Adults Taking Advantage of Library-based Online Education


With online services in libraries growing more popular by providing students with out of classroom learning resources, adults lacking a high school or equivalent degree are also offered the opportunity to receive high school diplomas and credentialed career certificates through online high school programs.

Initiatives such as Career Online High School, a program introduced to public libraries by Gale (part of Cengage Learning), are specifically tailored to bring back such adults into the education system and ready them for reinjection into post-secondary career education or the workforce. The program has been instituted in Long Branch city of New Jersey, through the Long Branch Free Public Library, and aims to re educate about 15 percent of unqualified adults over 25 years old within the city limits.

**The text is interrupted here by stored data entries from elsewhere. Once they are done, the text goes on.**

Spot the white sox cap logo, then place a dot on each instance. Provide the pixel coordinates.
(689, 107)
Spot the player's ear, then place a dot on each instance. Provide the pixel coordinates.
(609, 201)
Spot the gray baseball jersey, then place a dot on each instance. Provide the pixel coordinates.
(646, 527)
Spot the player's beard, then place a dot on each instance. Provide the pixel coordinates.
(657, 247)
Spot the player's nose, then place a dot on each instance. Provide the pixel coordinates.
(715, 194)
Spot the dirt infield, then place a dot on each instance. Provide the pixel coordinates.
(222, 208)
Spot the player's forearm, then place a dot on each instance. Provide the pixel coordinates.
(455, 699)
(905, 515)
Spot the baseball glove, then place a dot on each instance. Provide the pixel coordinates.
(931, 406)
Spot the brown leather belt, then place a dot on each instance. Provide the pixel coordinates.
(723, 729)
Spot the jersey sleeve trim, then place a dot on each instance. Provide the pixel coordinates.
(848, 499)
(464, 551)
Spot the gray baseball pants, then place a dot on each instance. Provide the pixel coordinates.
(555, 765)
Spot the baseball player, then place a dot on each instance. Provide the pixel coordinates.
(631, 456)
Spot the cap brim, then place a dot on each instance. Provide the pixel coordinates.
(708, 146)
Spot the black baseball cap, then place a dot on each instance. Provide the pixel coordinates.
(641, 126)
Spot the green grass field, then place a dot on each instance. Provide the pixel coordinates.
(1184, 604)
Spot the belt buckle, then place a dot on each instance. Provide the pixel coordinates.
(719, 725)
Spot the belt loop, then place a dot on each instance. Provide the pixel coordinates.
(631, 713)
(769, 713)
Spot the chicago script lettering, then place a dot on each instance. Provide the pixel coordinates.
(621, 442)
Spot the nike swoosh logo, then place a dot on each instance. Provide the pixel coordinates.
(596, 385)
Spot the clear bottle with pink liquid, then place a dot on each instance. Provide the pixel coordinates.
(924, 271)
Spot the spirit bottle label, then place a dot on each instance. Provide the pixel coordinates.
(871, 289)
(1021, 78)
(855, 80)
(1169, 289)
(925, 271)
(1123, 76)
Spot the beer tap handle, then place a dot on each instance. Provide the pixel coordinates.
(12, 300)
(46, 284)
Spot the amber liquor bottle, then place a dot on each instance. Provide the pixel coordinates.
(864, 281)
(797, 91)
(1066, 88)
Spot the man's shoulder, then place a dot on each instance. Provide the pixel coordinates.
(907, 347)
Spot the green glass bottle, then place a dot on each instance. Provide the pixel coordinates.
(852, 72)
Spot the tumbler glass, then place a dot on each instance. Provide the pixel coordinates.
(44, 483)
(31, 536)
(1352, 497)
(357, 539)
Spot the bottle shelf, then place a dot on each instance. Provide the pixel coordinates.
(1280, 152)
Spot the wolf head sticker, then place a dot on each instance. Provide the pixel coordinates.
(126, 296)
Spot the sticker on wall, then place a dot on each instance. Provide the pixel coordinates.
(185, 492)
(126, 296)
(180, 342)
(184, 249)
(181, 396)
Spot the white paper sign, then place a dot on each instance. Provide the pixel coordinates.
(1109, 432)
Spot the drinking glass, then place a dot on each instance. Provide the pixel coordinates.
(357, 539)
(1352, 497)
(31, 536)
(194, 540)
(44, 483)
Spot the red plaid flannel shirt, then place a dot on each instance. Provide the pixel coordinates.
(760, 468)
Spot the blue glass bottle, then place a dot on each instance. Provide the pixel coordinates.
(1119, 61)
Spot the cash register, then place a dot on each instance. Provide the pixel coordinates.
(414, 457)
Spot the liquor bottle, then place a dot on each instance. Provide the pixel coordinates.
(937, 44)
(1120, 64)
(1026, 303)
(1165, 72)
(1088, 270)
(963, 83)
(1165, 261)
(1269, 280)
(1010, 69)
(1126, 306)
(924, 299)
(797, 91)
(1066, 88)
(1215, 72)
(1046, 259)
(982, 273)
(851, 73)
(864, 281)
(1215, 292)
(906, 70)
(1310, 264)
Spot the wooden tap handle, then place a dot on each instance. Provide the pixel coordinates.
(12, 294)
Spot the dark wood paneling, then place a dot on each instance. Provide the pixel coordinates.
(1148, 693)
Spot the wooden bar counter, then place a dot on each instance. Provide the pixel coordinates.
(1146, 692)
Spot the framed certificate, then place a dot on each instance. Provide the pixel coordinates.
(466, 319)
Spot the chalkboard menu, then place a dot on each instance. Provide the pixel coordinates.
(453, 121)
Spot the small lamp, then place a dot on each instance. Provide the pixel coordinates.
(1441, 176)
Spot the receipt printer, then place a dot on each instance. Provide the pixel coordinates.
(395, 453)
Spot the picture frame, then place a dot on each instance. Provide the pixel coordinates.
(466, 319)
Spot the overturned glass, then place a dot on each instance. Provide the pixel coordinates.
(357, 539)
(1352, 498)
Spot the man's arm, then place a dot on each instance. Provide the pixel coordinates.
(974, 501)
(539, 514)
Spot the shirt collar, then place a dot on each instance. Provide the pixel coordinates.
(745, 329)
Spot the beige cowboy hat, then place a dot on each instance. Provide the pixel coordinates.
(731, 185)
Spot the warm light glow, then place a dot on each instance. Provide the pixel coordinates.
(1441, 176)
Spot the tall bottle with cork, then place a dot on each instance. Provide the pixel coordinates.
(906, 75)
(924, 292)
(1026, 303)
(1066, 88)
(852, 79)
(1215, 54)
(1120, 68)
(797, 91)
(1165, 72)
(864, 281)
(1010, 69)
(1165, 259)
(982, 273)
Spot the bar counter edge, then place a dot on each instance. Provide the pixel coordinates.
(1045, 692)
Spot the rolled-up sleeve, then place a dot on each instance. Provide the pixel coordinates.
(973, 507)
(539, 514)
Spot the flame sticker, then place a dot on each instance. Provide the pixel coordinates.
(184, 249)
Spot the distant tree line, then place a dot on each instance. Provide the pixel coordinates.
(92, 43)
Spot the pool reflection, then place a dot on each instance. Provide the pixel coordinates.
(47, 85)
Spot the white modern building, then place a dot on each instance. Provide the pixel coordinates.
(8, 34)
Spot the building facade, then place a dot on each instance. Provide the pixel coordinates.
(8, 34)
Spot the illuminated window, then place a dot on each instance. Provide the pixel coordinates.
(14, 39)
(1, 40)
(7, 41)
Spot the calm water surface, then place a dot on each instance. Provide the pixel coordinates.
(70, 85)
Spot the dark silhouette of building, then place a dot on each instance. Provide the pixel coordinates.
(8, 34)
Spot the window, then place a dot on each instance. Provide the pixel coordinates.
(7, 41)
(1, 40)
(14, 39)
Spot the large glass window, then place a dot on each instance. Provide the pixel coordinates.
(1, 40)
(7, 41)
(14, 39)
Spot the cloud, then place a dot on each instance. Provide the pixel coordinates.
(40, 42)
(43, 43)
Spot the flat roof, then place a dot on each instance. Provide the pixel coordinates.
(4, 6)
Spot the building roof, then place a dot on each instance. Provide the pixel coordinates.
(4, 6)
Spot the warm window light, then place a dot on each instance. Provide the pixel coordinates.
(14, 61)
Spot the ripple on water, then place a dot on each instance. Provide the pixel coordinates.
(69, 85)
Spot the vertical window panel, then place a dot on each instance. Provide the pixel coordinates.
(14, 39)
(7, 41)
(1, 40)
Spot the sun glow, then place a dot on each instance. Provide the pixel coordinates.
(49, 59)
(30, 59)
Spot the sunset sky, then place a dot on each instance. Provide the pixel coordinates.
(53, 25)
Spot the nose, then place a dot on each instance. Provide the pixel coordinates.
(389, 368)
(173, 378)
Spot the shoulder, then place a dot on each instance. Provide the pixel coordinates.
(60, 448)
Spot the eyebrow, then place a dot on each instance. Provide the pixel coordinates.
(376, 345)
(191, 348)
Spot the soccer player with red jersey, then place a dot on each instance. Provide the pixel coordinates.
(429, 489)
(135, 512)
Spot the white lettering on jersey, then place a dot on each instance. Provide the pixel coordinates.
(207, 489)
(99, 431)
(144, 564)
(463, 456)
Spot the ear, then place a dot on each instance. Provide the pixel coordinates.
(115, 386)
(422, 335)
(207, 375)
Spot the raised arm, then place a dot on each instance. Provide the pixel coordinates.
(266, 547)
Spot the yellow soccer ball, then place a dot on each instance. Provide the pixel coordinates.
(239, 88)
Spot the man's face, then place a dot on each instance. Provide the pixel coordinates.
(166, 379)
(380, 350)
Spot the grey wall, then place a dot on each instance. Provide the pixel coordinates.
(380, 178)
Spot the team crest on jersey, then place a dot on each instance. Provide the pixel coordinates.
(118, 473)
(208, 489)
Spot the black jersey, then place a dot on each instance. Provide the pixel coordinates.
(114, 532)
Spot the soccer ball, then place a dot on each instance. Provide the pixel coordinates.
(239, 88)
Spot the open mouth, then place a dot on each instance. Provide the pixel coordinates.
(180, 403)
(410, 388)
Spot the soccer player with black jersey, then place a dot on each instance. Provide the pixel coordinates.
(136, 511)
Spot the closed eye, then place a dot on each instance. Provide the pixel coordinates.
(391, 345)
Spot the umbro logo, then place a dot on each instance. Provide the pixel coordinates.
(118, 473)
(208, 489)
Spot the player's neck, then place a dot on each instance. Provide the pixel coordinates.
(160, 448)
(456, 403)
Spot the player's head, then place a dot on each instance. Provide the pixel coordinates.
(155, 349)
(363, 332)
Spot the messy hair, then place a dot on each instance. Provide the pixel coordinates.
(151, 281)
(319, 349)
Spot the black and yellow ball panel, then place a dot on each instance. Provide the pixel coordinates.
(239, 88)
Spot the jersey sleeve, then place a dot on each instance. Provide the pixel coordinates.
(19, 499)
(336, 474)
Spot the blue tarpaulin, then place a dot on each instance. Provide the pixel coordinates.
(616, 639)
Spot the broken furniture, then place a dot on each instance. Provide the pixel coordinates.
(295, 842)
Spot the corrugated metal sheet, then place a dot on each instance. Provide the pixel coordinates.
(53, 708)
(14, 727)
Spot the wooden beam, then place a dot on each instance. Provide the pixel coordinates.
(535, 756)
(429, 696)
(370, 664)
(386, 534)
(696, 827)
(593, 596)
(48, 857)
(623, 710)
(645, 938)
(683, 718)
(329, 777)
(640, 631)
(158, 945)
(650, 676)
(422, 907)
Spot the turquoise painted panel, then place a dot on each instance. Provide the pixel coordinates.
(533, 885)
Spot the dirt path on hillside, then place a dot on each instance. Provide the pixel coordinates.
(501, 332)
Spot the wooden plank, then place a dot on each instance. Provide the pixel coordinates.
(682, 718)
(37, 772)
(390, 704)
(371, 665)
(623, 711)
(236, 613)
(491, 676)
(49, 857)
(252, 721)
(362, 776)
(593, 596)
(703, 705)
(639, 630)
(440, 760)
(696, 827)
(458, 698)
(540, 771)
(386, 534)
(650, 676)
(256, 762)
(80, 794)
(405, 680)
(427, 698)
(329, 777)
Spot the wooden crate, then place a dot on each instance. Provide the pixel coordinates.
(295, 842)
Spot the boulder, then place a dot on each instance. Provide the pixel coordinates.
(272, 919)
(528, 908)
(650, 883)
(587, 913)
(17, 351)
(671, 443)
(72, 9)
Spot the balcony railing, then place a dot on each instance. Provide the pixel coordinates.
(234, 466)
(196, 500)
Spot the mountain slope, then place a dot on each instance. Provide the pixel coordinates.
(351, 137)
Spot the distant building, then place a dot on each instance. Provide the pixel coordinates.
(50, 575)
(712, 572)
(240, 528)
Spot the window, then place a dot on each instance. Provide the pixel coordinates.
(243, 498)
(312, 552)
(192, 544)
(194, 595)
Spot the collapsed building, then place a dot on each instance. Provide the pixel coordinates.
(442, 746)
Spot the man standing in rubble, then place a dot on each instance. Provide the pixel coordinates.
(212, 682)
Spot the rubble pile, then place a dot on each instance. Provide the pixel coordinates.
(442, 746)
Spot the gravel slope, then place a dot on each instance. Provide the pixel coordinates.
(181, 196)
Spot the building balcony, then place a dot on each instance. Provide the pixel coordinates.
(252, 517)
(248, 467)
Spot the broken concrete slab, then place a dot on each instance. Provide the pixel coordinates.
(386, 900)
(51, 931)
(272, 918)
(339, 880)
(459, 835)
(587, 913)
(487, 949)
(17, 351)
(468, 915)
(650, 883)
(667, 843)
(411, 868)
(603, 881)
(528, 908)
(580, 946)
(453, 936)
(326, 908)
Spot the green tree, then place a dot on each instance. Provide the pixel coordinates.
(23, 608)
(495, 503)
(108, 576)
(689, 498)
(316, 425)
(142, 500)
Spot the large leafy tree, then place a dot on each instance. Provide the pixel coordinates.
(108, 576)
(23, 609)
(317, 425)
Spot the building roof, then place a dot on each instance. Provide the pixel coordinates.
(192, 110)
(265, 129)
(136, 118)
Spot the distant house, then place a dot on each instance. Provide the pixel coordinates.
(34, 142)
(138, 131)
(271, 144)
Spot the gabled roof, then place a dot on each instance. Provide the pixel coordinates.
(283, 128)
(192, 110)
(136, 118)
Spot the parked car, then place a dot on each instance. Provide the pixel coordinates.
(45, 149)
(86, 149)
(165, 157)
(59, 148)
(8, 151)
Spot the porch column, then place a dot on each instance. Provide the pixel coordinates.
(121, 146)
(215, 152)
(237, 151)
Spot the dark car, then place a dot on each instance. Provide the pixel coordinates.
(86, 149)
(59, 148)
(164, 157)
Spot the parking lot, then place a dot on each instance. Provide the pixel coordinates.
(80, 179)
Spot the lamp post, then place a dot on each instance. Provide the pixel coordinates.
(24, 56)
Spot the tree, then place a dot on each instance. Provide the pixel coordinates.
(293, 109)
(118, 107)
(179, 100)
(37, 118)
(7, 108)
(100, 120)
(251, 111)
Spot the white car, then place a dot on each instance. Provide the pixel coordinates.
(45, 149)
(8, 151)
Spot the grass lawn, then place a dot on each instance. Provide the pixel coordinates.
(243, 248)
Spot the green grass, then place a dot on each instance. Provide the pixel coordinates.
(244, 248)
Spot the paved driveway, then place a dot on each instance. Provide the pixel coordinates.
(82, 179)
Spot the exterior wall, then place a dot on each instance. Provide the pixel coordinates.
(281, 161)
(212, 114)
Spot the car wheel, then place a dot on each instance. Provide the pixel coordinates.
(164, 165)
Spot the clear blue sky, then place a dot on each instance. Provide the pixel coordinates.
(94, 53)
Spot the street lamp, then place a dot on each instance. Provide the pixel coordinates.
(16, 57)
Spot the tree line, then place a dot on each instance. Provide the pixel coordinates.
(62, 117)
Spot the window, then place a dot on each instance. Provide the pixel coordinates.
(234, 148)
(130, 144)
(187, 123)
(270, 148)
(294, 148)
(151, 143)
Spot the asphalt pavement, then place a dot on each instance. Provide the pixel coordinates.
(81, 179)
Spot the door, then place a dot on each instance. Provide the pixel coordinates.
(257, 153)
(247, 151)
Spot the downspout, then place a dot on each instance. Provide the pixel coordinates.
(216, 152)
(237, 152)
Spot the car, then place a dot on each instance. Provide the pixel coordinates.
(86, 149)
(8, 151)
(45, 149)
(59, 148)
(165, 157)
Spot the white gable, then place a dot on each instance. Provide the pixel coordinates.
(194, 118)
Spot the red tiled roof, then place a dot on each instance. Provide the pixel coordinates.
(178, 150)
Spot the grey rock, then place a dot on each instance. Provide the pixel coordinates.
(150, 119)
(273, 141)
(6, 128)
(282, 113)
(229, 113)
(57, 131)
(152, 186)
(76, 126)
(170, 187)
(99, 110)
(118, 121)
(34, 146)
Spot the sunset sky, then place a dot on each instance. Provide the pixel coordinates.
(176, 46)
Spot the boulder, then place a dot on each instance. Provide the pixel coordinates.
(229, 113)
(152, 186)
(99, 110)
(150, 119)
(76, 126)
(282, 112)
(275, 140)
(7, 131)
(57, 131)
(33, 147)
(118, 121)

The program awards scholarships for qualified learners interested in advancing their careers. Enrolled students are teamed up with an Academic Coach focused on preparing an individual career plan, provide guidance and support, analyze and evaluate performance, and bridge the learner to required sources needed to be proficient with the course syllabus. Online resources are available 24/7 and the classes are supervised by board certified instructors. The web-based coursework given stems from one of the eight high-growth, high-demand career fields (across a wide spectrum from child care and education to certified transportation), prior to moving on to the core academic subjects.

Enrolled students can graduate in 4 to 6 months after transfer of previously earned high school credits. Basic requirements for library access include a minimum 19 years of age and completion of ninth grade. Scholarship applicants need to display their high school transcripts, which is used to tailor an individual curriculum to fill in the missing credits.
Mary Chute, New Jersey State Librarian, has lauded such programs as Career Online High School as excellent advancements in digital education.

“This innovative project is the latest step in the transformation of public libraries in the digital age into full-fledged community resources. New Jersey’s libraries are committed to supporting the development of a well-educated and well-trained workforce, which will enable New Jersey’s employers to compete in the global market.”

Online high schools have offered individuals from low income or other difficult backgrounds a chance to redeem their education, especially through their hundred percent scholarships, writes Jonathan Lai of

A student who has received the benefits of this initiative is Angel Rodriguez, a resident of Camden city, New Jersey. A drop out of Camden High in 2010, Rodriguez struggled with a low paying job to support his disabled mother and himself, due to his lack of credentials. After Camden County Library System started offering limited number of full-tuition scholarships to Career Online High School, Rodriguez re enrolled himself into the program and is studying towards a genuine high school diploma.

“When I received the full scholarship, I was just crying because I was just so excited I didn’t have to pay for school,” Rodriguez said. “This is a second chance at life. This is a better chance at life for my mother and me, and to say I actually accomplished something with my life.”

The program has also been employed in correctional facilities such as the FDOC Online Campus of the Florida Department of Corrections. Partnered with Smart Horizons Career Online Education, the program aims to prevent offenders from returning to prison. Inmates enrolled in the program complete a career certificate which ensures they graduate with vocational skills that make them eligible for jobs after release.